This study examined the profile of cognitive impairment and associated factors among older people in rural central Tanzania.
We conducted a cross-sectional study involving 462 community-dwelling older adults. We performed cognitive, psychosocial, and clinical assessments and face-to-face interviews with all older adults. Descriptive, bivariate and multivariate linear regression analyses were performed to determine the participant’s cognitive performance and the associated factors.
The mean cognitive score on the Identification and Intervention for Dementia in Elderly Africans cognitive test was 11.04 (SD=2.89). Per the proposed cut-off scores to define probable and possible dementia, 13.2% of the population had probable dementia and another 13.9% had possible dementia.
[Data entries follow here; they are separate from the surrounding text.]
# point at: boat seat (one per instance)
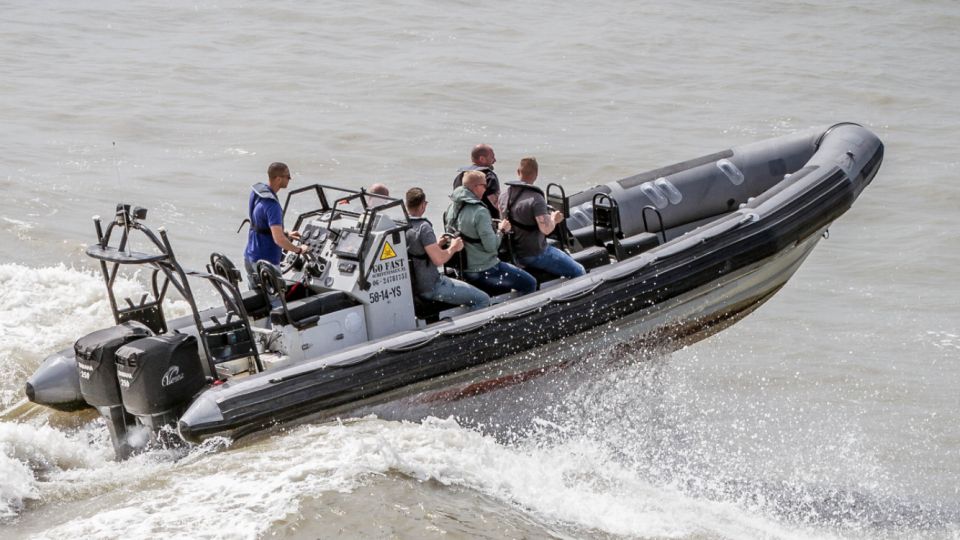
(256, 303)
(592, 257)
(303, 313)
(429, 310)
(633, 245)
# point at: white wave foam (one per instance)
(242, 493)
(26, 451)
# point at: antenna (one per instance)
(116, 162)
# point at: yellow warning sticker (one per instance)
(388, 252)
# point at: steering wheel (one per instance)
(292, 261)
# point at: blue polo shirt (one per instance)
(264, 211)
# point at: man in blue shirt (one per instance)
(266, 239)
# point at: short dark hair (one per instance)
(414, 198)
(276, 169)
(480, 151)
(528, 165)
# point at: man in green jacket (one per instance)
(469, 217)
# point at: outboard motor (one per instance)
(158, 376)
(95, 354)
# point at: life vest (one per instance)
(261, 191)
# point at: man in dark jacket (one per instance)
(469, 217)
(525, 206)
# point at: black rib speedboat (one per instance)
(673, 255)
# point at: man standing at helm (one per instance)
(483, 159)
(266, 239)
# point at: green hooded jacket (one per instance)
(468, 216)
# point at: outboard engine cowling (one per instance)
(158, 376)
(96, 365)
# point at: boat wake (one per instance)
(623, 443)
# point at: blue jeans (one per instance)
(456, 292)
(502, 278)
(554, 261)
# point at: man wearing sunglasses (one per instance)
(266, 239)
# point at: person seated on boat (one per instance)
(469, 218)
(525, 207)
(483, 159)
(426, 256)
(266, 239)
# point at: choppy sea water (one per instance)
(830, 412)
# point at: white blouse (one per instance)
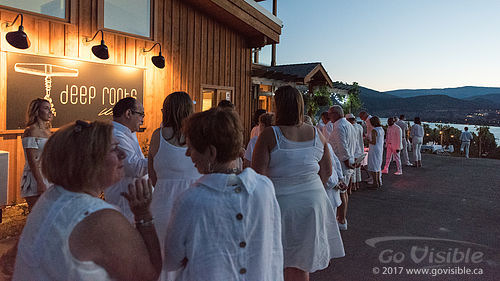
(227, 227)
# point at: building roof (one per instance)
(302, 73)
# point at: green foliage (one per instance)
(353, 102)
(320, 97)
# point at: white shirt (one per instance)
(393, 137)
(343, 140)
(360, 145)
(327, 129)
(404, 127)
(369, 127)
(135, 166)
(466, 136)
(417, 131)
(228, 227)
(250, 148)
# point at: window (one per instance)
(53, 8)
(130, 17)
(212, 95)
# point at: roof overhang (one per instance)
(246, 17)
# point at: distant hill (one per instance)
(459, 93)
(495, 98)
(427, 106)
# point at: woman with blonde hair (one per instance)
(227, 225)
(170, 170)
(72, 234)
(376, 151)
(295, 156)
(37, 131)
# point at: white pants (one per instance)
(404, 153)
(416, 145)
(391, 152)
(465, 145)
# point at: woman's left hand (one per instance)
(139, 197)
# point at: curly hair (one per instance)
(218, 127)
(74, 154)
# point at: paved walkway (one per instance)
(442, 218)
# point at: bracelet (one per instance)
(144, 222)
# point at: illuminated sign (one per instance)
(76, 89)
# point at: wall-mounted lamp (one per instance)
(100, 51)
(159, 60)
(18, 39)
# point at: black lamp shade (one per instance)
(18, 39)
(101, 51)
(158, 61)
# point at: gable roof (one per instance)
(303, 73)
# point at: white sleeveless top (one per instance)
(175, 172)
(28, 181)
(43, 250)
(294, 159)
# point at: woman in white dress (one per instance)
(71, 234)
(265, 120)
(376, 151)
(170, 170)
(417, 138)
(296, 158)
(227, 225)
(37, 131)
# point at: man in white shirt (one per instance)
(323, 121)
(404, 132)
(342, 140)
(358, 133)
(465, 138)
(394, 145)
(128, 116)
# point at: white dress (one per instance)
(28, 181)
(43, 250)
(309, 234)
(376, 151)
(175, 172)
(228, 227)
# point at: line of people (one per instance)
(188, 211)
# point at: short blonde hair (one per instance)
(218, 127)
(289, 106)
(75, 153)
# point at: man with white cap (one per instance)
(358, 138)
(394, 145)
(404, 132)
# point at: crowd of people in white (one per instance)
(199, 206)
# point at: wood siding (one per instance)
(197, 49)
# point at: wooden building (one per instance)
(206, 44)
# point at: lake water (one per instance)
(472, 128)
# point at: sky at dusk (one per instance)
(394, 44)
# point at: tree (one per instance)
(320, 97)
(353, 102)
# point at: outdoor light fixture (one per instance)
(159, 60)
(18, 39)
(100, 51)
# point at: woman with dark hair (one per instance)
(376, 151)
(417, 138)
(37, 131)
(72, 234)
(226, 226)
(170, 170)
(295, 156)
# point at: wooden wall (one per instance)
(197, 49)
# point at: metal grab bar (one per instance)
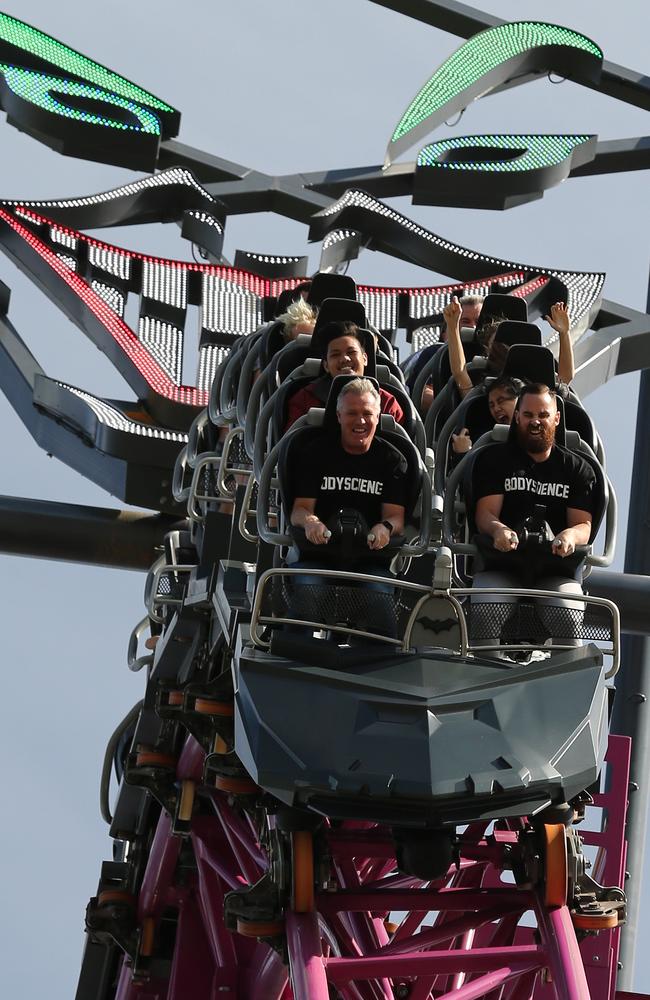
(224, 469)
(194, 512)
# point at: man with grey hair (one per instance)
(352, 470)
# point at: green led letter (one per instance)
(487, 61)
(496, 171)
(80, 119)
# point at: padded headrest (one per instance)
(530, 364)
(506, 306)
(331, 286)
(513, 331)
(340, 311)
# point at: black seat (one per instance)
(498, 306)
(512, 332)
(331, 286)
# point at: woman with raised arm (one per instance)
(495, 352)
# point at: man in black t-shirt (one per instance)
(509, 482)
(353, 470)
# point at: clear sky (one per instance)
(283, 87)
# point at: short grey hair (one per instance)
(358, 387)
(298, 312)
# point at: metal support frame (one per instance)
(630, 716)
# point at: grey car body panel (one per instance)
(423, 739)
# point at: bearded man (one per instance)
(529, 475)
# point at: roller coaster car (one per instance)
(420, 735)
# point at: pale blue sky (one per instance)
(279, 87)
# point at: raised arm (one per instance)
(452, 313)
(559, 320)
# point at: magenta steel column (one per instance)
(308, 976)
(564, 958)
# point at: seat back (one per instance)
(338, 311)
(517, 332)
(331, 286)
(530, 363)
(496, 305)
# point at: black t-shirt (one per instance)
(563, 480)
(362, 482)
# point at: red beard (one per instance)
(534, 444)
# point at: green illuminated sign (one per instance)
(75, 105)
(499, 153)
(44, 49)
(488, 60)
(49, 93)
(496, 171)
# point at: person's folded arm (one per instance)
(577, 532)
(303, 516)
(487, 518)
(392, 513)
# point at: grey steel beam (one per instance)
(631, 594)
(95, 536)
(619, 345)
(630, 717)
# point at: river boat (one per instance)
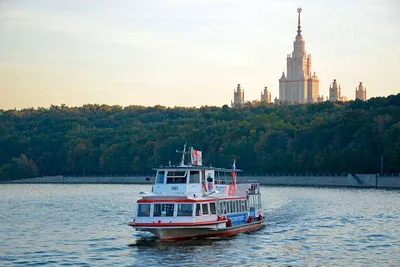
(191, 201)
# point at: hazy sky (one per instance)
(188, 52)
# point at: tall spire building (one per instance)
(300, 85)
(266, 95)
(361, 92)
(238, 97)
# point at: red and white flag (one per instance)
(196, 157)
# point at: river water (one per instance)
(86, 225)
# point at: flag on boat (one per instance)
(196, 157)
(232, 187)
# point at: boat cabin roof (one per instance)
(162, 168)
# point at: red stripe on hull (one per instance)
(185, 200)
(227, 232)
(156, 224)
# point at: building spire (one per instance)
(298, 21)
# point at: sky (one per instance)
(188, 53)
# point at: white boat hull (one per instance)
(184, 233)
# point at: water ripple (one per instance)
(49, 225)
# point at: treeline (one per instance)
(329, 137)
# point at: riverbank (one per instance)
(348, 180)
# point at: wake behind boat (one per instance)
(194, 201)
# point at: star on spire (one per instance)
(298, 21)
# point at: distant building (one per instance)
(266, 96)
(334, 91)
(299, 85)
(238, 97)
(361, 92)
(321, 99)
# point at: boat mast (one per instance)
(183, 154)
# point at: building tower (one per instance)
(334, 91)
(300, 85)
(266, 96)
(361, 92)
(238, 97)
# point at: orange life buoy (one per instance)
(249, 219)
(204, 186)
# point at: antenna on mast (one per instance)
(183, 154)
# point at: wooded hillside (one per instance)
(329, 137)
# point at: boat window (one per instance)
(144, 210)
(212, 208)
(185, 210)
(205, 208)
(219, 177)
(163, 210)
(160, 177)
(176, 177)
(224, 208)
(194, 177)
(197, 209)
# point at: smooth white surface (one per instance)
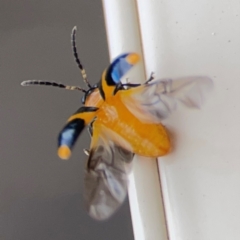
(144, 191)
(201, 177)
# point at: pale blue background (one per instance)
(40, 195)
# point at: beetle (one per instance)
(124, 119)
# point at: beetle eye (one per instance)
(83, 99)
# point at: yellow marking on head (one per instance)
(133, 58)
(64, 152)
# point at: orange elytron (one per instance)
(123, 119)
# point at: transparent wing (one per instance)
(106, 178)
(154, 101)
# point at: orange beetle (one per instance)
(123, 119)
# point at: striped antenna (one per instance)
(74, 47)
(54, 84)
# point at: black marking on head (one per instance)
(71, 132)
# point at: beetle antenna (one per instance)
(54, 84)
(74, 47)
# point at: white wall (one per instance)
(201, 177)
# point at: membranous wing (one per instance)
(154, 101)
(106, 178)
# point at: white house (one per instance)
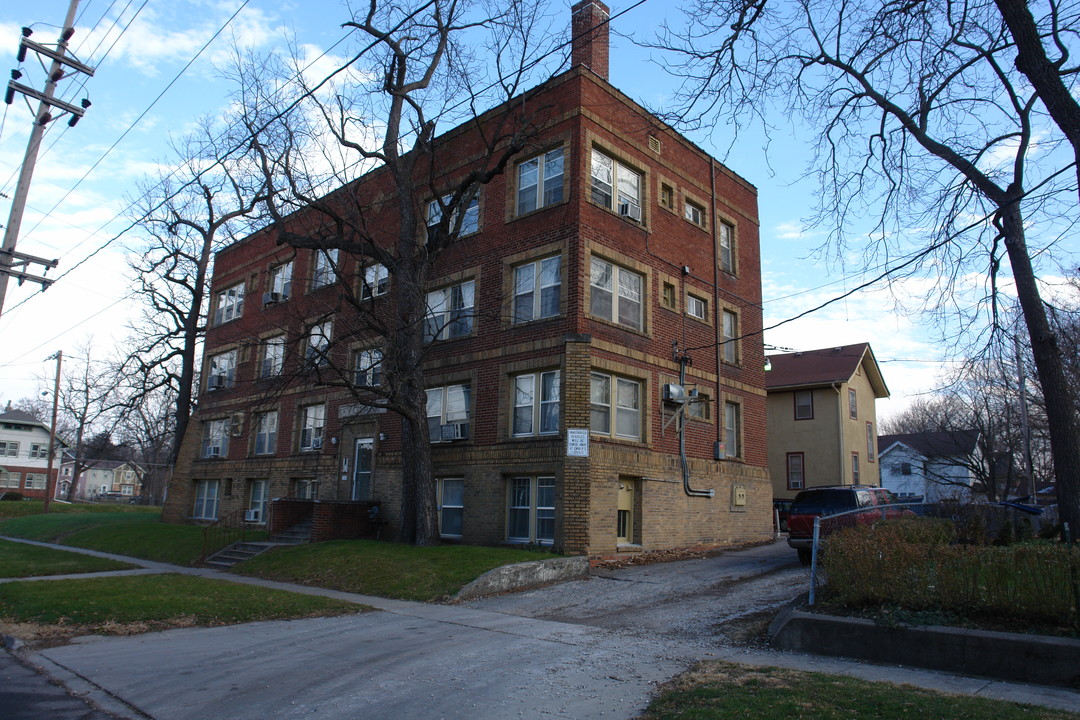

Increase in age was associated with poor cognitive performance (β=−0.076, 95% CI=−0.109 to −0.043, P<0.001); whereas male sex (β=0.989, 95% CI=0.333 to 1.645, P=0.003), higher educational attainment (β=2.575, 95% CI=0.557 to 4.594, P=0.013) and performance in instrumental activities of daily living (β=0.552, 95% CI=0.376 to 0.729, P<0.001) were associated with higher cognitive performance.
Older people in rural settings of central Tanzania have poor cognitive functions and are at high risk of further cognitive decline. Preventive and therapeutic programs for the affected older people are warranted to prevent further decline and maintain quality of life.